Bangladesh cricket team finished the first stage of their fitness and conditioning camp in Dhaka on Wednesday. The Tigers' next phase of training will start in Chittagong from Saturday where the Bangladesh cricketers will also play two practice matches.
The fitness camp started on July 10 after a much needed 24-day break following the 2017 Champions Trophy.
The country’s top players have been occupied with both international and domestic cricket since last September, contesting seven Test matches, 20 ODIs and five T20Is, while this period also saw the cricketers play a minimum of 12 games in the BPL T20.
A total of 30 players took part in the fitness camp.
During training, a pace bowling camp, under the guidance of Tigers pace bowling coach Courtney Walsh was also conducted.
Head coach Chandika Hathurusingha said the fitness camp proved to be useful for the cricketers after continuous cricket action in the last year or so.
Now the team are focusing on skill and playing practice matches ahead of the Australia Tests.
“The main focus was to get some fitness components into the system. We were playing cricket non-stop from the Afghanistan series. Boys didn’t have time to concentrate on their fitness. We got a good break so we started with fitness. Now main focus is on skills. Mark O'Neill is doing the technical base work with the batters. He is working with the tail-enders as well,” Hathurusingha told the media on Wednesday in Mirpur.

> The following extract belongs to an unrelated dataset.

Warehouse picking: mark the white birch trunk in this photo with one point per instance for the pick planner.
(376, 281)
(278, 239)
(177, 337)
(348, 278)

“We have a high intensity session in the first day, a lighter session the next day and then a medium session on Monday. Tuesday is rest day. We start a match on Wednesday, which again is high intensity. Basically we are going from physical fitness to getting into cricket phase, then competition phase. Then we will come back to Dhaka and train specifically for Australia series,” he said.
There are some young and uncapped players who participated in the camp.
Hathurusingha believes such high intensity training will help the young players to understand the level of toughness needed in order to compete for a spot in the national team squad.
“We are looking at the bigger picture so we have involved 20-odd players. Our main focus is up to the 2019 World Cup, at least for me. All these guys have to get used to playing and training in high intensity. When they train in local cricket, the intensity level and quality of training are not that [inaudible]. By training with the national players, they can see what the challenges ahead are to break into the team,” he said.
“It is about expanding our pool if we need, or someone puts his hand up and says 'pick me, I am good enough'. We don’t want anyone to take their place for granted,” he concluded.